Purchase This Dividend-Yielding Share at Its Current Discounted Price
Purchase This Dividend-Yielding Share at Its Current Discounted Price

Consider Purchasing this Dividend Share Before Its Value Soars Further

AT&T's shares were on an upward trajectory on a particular Monday, and there were plenty of reasons why. The telecom giant had reported earnings that surpassed expectations, reaffirmed its 2025 vision, and informed investors of its plans to slash debt and resume share buybacks later in the year. Despite the post-earnings surge, the stock still traded at less than 11 times its free cash flow forecast.

While the stock might not be as cheap as it was in the past, it's not too late for investors to hop on the bandwagon.

Cashing Out Big Time

AT&T has been actively working on slashing its debt load, which is mostly a remnant of its ill-advised media acquisitions. Soon, the company will sell off its remaining stake in DirecTV, bringing in additional funds and reducing debt further. Between projected free cash flow and earnings from DirecTV, AT&T expects to amass over $50 billion over the next three years.

This extra cash will fund the company's existing dividend payments of $0.2775, which equates to a yield of approximately 4.6%. Although dividend hikes are unlikely in the immediate future, AT&T plans to shell out $20 billion on share buybacks through 2027. Remaining funds, worth $10 billion, may be used for a variety of purposes such as more share buybacks, debt repayment, growth investments, or additional dividends, depending on what best suits the company's needs.

AT&T revealed in its fourth-quarter report that share buybacks would not commence until the first half of the year, with the company holding off until its net debt-to-adjusted EBITDA ratio reaches 2.5. Once that milestone is reached, AT&T can channel cash that used to be put towards debt reduction towards share buybacks.

While some dividend investors may view AT&T's plan to focus on buybacks rather than dividend increases as a letdown, share buybacks can significantly boost earnings per share and potentially push the stock price even higher. At present, AT&T's market value hovers around $170 billion. If the company squeezes out $20 billion through share buybacks at current prices, it will reduce the share count by almost 12%, translating into a nearly 14% increase in earnings per share. The reduced share count could also allow AT&T to raise its dividend per share without increasing its total dividend payout.

The Rally Will Persist

AT&T's stock has been on a roll recently, with a year-over-year surge of around 40%. There are several reasons why the rally might continue in 2025.

First off, AT&T forecasts its free cash flow excluding DirecTV to jump from $16 billion in 2023 to $18 billion in 2027, driven by growth in the wireless and fiber sectors and a savings program slashing annual expenses by over $3 billion.

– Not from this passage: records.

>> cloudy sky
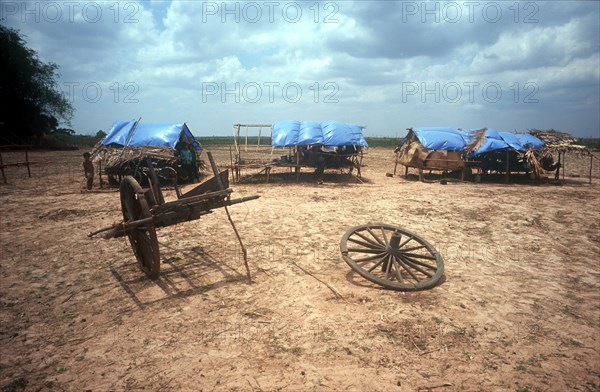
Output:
[0,0,600,137]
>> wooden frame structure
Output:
[0,144,46,184]
[229,124,364,183]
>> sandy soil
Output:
[0,148,600,391]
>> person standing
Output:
[83,152,94,191]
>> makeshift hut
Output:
[92,120,202,185]
[467,128,545,180]
[231,120,368,182]
[394,127,553,181]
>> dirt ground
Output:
[0,148,600,391]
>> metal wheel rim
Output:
[120,176,160,279]
[340,223,444,291]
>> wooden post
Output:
[0,152,7,184]
[590,153,594,185]
[504,150,510,184]
[25,150,31,178]
[296,147,300,182]
[98,159,104,189]
[561,151,567,180]
[256,127,262,151]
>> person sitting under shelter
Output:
[179,143,198,181]
[83,152,94,191]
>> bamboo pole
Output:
[25,150,31,178]
[561,151,567,181]
[0,152,7,184]
[504,150,510,184]
[590,154,594,185]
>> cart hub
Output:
[389,231,402,253]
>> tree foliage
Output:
[0,25,73,144]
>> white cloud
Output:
[2,1,600,135]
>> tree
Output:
[0,25,73,144]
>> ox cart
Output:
[88,152,260,281]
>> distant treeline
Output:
[29,132,600,150]
[577,137,600,150]
[196,136,403,147]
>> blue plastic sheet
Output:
[413,127,467,151]
[516,133,546,150]
[102,121,202,151]
[413,127,545,157]
[271,120,368,147]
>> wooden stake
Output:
[225,206,252,283]
[0,152,7,184]
[25,150,31,178]
[504,150,510,184]
[590,153,594,185]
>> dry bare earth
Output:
[0,148,600,391]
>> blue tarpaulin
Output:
[102,121,202,151]
[412,127,545,156]
[413,127,467,151]
[271,120,368,147]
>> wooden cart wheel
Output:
[340,223,444,291]
[120,176,160,279]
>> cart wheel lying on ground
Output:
[120,176,160,279]
[340,223,444,291]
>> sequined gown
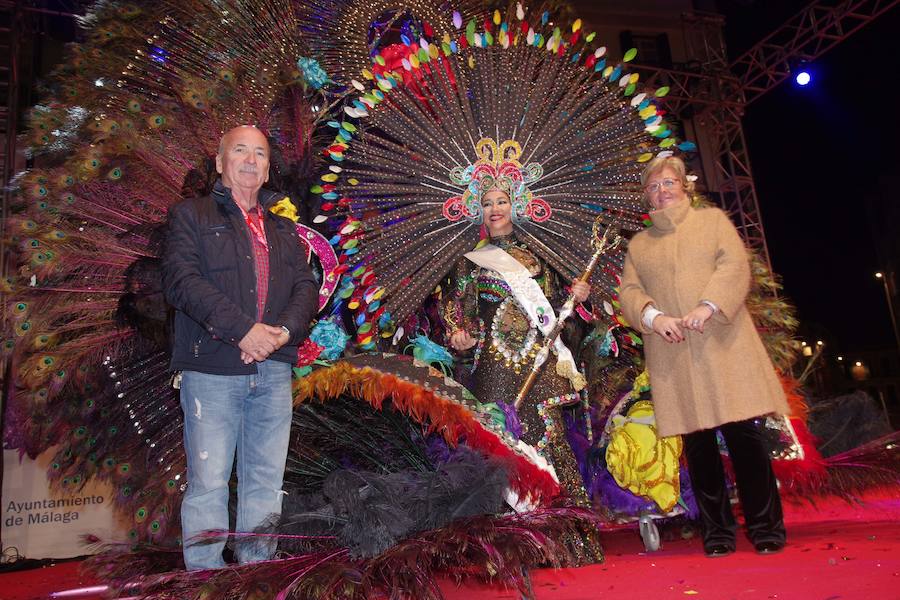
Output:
[443,234,587,504]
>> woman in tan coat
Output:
[620,156,788,557]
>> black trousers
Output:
[683,419,785,549]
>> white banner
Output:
[0,448,126,559]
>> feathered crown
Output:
[442,137,552,223]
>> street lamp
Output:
[875,271,900,351]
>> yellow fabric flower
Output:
[606,400,681,512]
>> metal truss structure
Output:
[640,0,900,268]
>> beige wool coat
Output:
[619,201,788,436]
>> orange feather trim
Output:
[294,362,561,505]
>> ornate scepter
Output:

Second, AT&T's $20 billion share buyback initiative will diminish the share count, amplifying the impact of earnings growth on per-share earnings. If AT&T's current price-to-free cash flow ratio stays the same, the stock could still deliver impressive returns over the next few years. Any increase in investor optimism may push up the stock's valuation ratios and lead to even more substantial rewards for investors.

However, there are potential pitfalls that could halt AT&T's progress, such as intensified promotional activity from competitors or economic downswings. But for long-term investors, buying into AT&T stock now could prove to be a smart move.

With the extra funds from the sale of its DirecTV stake and strong projected free cash flow, AT&T investors have the opportunity to benefit from potential dividend payments and share buybacks.

Given AT&T's forecasted free cash flow growth and share buyback initiative, the company's stock price could continue to rise in the coming years, offering substantial returns for long-term investors.